Dakar, Abidjan, Paris ou Montréal : partout, les diasporas africaines participent activement à la vie économique et sociale de leurs pays d’origine. Leurs transferts d’argent rivalisent parfois avec l’aide publique au développement, mais leur impact ne se limite pas aux seuls flux financiers. Investissements dans l’immobilier, soutien aux familles, mécénat local, expertise technique ou engagement politique : ces communautés, souvent sous-estimées, sont devenues des actrices incontournables du changement. En Tunisie, cette réalité prend un visage concret et déterminé. Ces derniers mois, un groupe de Tunisiens installés en Suisse a posé un geste fort, bien au-delà du simple envoi de fonds, en contribuant à moderniser les transports publics de leur pays d’origine.
Des bus suisses pour revitaliser les services locaux
L’initiative, lancée dès 2023, a de quoi surprendre par sa portée et sa précision. Près de 200 bus d’occasion, encore pleinement opérationnels dans les villes helvétiques, ont été acquis grâce à l’engagement personnel de ressortissants tunisiens vivant en Suisse. Ces véhicules, loin d’être de simples dons symboliques, représentent une solution concrète pour améliorer le transport dans plusieurs régions tunisiennes. Derrière ce projet logistique ambitieux se trouvent des noms devenus familiers dans les cercles de la diaspora tunisienne comme Fadi Bettayeb, Lassâad Limam…Le président Kaïs Saïed les a récemment reçus à Carthage pour saluer leur contribution. Il a tenu à souligner non seulement l’utilité de ces bus, mais aussi la persévérance nécessaire pour obtenir les pièces détachées et maintenir les véhicules en parfait état.

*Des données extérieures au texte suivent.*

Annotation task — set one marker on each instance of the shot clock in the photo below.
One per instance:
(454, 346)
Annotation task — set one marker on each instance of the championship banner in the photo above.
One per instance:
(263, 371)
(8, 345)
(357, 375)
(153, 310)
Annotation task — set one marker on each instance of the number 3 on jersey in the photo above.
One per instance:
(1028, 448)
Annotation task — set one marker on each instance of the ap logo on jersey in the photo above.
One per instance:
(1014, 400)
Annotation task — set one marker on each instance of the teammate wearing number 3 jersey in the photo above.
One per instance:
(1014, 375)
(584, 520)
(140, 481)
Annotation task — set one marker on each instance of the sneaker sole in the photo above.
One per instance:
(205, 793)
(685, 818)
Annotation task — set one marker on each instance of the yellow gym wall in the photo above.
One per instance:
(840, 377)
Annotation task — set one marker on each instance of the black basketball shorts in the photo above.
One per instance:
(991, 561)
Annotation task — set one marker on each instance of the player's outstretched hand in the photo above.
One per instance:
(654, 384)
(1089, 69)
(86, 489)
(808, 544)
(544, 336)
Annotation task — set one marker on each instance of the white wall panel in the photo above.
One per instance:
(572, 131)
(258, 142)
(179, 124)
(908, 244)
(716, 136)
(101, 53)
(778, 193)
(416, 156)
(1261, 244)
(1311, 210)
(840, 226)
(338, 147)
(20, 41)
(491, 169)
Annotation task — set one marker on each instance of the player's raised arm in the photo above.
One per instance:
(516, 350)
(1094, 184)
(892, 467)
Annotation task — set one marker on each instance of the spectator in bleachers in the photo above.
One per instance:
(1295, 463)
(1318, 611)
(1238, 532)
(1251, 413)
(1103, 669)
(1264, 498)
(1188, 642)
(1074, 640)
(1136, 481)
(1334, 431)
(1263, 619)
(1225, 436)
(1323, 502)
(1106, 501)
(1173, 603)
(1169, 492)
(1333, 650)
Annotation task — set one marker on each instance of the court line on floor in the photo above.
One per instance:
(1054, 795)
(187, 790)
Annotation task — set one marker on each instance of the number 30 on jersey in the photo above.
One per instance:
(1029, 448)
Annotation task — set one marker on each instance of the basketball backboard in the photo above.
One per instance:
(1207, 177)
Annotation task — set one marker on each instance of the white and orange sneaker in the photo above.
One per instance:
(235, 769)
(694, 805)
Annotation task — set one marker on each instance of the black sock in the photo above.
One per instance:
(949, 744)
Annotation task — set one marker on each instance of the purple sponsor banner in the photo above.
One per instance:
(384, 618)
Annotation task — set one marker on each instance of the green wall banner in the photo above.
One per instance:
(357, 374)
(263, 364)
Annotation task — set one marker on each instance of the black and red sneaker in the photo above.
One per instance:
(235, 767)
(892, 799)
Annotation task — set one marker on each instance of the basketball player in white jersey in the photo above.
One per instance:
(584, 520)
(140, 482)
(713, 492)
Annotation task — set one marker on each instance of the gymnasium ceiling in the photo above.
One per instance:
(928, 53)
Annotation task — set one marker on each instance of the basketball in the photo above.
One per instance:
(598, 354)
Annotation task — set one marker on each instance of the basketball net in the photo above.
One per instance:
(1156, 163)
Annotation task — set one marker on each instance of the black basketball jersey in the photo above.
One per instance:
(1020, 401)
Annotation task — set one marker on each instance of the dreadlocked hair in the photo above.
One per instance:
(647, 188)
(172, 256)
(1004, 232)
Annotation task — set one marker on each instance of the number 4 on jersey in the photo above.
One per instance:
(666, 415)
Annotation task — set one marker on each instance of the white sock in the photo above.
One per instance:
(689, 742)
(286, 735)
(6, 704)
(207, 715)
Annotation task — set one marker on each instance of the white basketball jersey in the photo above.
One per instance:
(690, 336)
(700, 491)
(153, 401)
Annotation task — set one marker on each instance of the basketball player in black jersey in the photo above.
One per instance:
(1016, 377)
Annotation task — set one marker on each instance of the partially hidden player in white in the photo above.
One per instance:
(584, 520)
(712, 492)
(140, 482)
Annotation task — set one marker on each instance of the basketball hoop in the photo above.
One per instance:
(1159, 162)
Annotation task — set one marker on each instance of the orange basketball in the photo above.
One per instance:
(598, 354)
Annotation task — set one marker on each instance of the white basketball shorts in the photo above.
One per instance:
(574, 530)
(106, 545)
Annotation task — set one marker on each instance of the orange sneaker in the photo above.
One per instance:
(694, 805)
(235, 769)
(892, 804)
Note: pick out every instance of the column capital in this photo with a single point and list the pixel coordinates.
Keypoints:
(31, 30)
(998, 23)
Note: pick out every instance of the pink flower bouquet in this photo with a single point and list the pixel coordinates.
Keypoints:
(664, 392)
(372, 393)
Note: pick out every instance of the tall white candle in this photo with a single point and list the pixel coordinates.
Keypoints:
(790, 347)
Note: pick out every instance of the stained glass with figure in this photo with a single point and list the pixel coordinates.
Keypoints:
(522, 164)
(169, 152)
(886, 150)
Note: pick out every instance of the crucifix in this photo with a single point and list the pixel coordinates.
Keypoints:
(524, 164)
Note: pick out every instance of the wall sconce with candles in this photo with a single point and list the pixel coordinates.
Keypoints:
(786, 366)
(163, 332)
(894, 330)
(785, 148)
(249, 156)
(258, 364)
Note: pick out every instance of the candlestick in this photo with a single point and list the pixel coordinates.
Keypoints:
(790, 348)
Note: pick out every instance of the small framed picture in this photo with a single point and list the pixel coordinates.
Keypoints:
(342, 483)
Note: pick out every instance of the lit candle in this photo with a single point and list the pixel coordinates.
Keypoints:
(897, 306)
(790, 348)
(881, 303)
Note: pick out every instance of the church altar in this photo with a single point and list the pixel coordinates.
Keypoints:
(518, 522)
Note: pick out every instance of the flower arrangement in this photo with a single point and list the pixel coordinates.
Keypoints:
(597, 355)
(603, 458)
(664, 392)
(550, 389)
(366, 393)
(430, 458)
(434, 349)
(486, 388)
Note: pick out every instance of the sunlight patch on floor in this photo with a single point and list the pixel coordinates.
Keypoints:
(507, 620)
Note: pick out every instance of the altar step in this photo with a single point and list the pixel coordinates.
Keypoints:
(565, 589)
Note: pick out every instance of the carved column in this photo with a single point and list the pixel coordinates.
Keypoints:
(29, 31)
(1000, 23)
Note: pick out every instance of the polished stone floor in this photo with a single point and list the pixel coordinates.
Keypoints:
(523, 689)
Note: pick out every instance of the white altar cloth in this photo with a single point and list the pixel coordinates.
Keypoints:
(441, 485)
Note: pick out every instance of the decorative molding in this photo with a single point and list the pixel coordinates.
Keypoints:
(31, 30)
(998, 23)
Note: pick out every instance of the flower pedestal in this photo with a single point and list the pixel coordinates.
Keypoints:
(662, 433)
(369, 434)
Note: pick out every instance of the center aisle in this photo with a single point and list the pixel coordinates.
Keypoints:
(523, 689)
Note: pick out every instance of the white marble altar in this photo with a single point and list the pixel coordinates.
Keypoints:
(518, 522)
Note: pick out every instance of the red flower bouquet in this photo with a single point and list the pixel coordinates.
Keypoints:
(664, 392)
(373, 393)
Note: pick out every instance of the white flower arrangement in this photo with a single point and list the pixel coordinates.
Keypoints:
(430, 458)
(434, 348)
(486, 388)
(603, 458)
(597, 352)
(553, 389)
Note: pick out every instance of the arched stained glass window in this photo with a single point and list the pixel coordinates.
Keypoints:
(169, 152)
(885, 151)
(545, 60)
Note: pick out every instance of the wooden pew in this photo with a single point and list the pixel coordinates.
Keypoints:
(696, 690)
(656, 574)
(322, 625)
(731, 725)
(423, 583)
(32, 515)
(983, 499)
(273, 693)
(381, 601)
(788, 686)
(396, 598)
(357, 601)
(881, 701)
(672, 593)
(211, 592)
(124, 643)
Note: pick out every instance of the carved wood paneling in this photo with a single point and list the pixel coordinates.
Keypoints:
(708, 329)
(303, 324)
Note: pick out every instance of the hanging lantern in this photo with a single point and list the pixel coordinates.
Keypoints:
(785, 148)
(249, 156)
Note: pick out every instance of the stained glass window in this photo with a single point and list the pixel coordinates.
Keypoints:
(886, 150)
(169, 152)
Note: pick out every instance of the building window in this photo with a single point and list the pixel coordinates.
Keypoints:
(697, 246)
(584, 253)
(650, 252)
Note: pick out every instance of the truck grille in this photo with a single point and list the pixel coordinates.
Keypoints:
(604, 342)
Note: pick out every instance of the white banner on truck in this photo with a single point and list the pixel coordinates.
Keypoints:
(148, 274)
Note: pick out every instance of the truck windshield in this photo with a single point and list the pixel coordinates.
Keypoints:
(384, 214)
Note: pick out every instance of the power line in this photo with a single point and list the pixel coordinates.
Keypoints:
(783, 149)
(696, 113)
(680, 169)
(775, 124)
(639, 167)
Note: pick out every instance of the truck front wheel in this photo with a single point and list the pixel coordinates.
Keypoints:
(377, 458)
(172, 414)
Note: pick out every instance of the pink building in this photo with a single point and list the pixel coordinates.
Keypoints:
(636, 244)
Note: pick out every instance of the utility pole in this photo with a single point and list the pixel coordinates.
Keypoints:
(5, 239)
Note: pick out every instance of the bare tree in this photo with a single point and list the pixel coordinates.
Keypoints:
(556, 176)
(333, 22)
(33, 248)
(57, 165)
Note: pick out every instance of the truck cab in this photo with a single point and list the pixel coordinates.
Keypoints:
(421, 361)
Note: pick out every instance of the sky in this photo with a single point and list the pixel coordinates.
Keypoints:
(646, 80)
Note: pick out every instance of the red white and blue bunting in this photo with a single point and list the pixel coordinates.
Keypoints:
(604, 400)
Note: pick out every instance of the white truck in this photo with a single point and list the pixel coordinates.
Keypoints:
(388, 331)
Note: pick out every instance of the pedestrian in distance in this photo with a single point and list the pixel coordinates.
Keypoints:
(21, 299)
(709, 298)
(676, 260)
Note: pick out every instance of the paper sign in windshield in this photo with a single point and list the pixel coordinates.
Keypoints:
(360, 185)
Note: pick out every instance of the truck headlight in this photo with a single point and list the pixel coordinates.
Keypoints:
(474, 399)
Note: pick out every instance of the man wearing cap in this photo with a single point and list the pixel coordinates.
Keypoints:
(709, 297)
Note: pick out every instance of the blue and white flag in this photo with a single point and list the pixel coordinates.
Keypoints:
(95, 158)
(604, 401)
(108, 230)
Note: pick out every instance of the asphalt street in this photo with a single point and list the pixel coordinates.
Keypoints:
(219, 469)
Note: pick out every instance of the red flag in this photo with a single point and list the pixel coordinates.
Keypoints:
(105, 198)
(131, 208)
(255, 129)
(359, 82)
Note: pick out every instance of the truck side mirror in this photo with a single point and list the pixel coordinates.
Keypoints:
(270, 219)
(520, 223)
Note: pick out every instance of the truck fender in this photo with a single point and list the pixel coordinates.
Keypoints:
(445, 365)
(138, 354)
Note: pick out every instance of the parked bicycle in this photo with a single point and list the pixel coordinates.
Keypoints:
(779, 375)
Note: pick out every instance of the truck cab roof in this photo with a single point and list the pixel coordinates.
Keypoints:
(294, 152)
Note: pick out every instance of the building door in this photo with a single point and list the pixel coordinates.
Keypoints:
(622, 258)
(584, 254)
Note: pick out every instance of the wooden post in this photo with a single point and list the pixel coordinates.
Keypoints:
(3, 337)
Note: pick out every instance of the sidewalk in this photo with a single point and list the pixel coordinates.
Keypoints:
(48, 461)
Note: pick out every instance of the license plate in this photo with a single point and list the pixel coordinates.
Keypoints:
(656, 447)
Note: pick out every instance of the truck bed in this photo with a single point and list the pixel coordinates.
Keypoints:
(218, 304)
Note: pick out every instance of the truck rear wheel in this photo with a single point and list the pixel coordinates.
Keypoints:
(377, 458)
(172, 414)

Ce geste est le fruit d’une volonté collective qui dépasse l’altruisme ponctuel. Il reflète une vision de développement fondée sur la coopération entre citoyens établis à l’étranger et les institutions nationales. Là où l’État connaît des difficultés logistiques ou financières, la diaspora vient combler des manques, avec une efficacité qui bouscule parfois les circuits administratifs traditionnels.
Lever les obstacles à une contribution fluide
Mais cette mobilisation exemplaire révèle aussi les nombreux défis que rencontrent les Tunisiens de l’extérieur lorsqu’ils tentent de s’investir davantage dans leur pays d’origine. Le président Saïed a reconnu l’existence de lourdeurs administratives qui freinent les élans de la diaspora. Démarches compliquées, règles floues, lenteurs institutionnelles : autant d’obstacles qui, s’ils ne sont pas levés, risquent de décourager l’engagement sur le long terme. Il a appelé à une simplification rapide des procédures pour permettre à ces partenaires de contribuer pleinement au développement de la Tunisie.
Le cas de ces bus n’est donc pas isolé. Il symbolise un potentiel plus vaste, aujourd’hui sous-exploité. De nombreux Tunisiens de l’étranger disposent de compétences techniques, de réseaux d’affaires et d’expériences acquises dans des environnements très compétitifs. Ce sont autant d’atouts pour une Tunisie qui cherche à relancer ses infrastructures et moderniser ses services publics. Encore faut-il que les cadres institutionnels accompagnent, et non entravent, cette volonté de servir.
Une dynamique à encourager
La contribution de la diaspora tunisienne installée en Suisse est un signal fort. Elle montre qu’un engagement ciblé, porté par des personnes déterminées, peut entraîner des résultats visibles et utiles à court terme. Mais elle met aussi en lumière une réalité plus large : les diasporas ne demandent pas la charité ni la reconnaissance passive. Elles souhaitent être considérées comme des partenaires de développement à part entière, avec les moyens d’agir efficacement.
Face aux urgences économiques et sociales, miser sur ces relais extérieurs n’est pas une option secondaire. C’est une voie d’action stratégique. La Tunisie, comme d’autres pays du Maghreb, gagnerait à multiplier les passerelles entre ses enfants d’ici et ceux d’ailleurs. Car lorsque ceux-ci se mobilisent, les résultats parlent d’eux-mêmes.